"Hukuman yang dijatuhkan kepada Sdr Baiq Nuril Maknun menimbulkan simpati dan solidaritas yang meluas di masyarakat yang pada intinya berpendapat bahwa pemidanaan terhadap saudari Baiq Nuril Maknun bertentangan dengan rasa keadilan yang berkembang dalam masyarakat," tulis Jokowi seperti dalam suratnya yang ditujukan kepada Ketua DPR, Selasa (16/7/2019).
Dalam sejarah Indonesia, ada beberapa orang yang telah menerima amnesti karena merupakan narapidana kasus politik. Kini Baiq Nuril akan menjadi orang pertama yang menerima amnesti terkait kasus pidana, yakni UU ITE.

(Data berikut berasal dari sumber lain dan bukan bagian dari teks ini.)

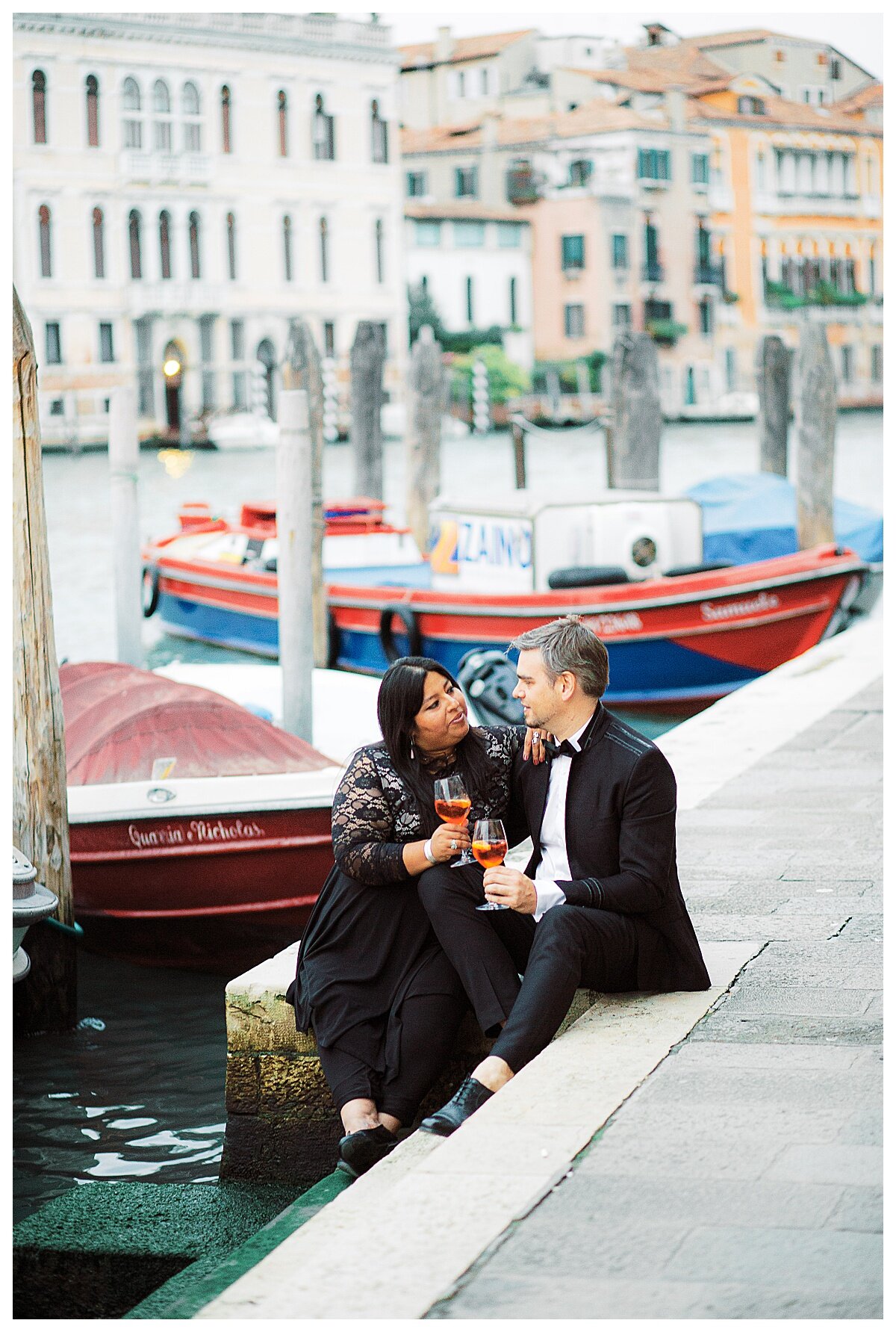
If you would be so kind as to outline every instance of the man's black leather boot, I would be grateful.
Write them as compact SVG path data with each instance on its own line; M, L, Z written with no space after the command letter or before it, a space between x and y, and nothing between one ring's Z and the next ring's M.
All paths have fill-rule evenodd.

Amnesti menjadi opsi paling rasional dan memungkinkan secara hukum untuk menyelamatkan Baiq Nuril. Presiden Jokowi tidak ragu menggunakan hak prerogatifnya itu terkait kasus pelecehan seksual yang dialami Baiq Nuril.
Amnesti yang dimohonkan Baiq Nuril merupakan upaya hukum luar biasa dengan memberikan, pengampunan atau penghapusan hukuman dari kepala negara kepada seseorang atau sekelompok orang yang telah melakukan tindak pidana tertentu. Pemberian amnesti biasanya diberikan kepada tahanan dalam kasus-kasus politik. Aturan amnesti juga diatur secara tegas dalam Pasal 14 UUD 1945.
"Presiden memberi grasi dan rehabilitasi dengan memperhatikan pertimbangan Mahkamah Agung. Presiden memberi amnesti dan abolisi dengan memperhatikan pertimbangan Dewan Perwakilan Rakyat," bunyi ayat 1 dan 2.
Sedangkan dalam UU Darurat No 11/1954 tentang Amnesti dan Abolisi, menyebutkan akibat dari pemberian amnesti, maka semua akibat hukum pidana terhadap orang-orang yang diberikan amnesti dihapuskan. Amnesti juga bisa diberikan presiden kepada seseorang tanpa harus pengajuan terlebih.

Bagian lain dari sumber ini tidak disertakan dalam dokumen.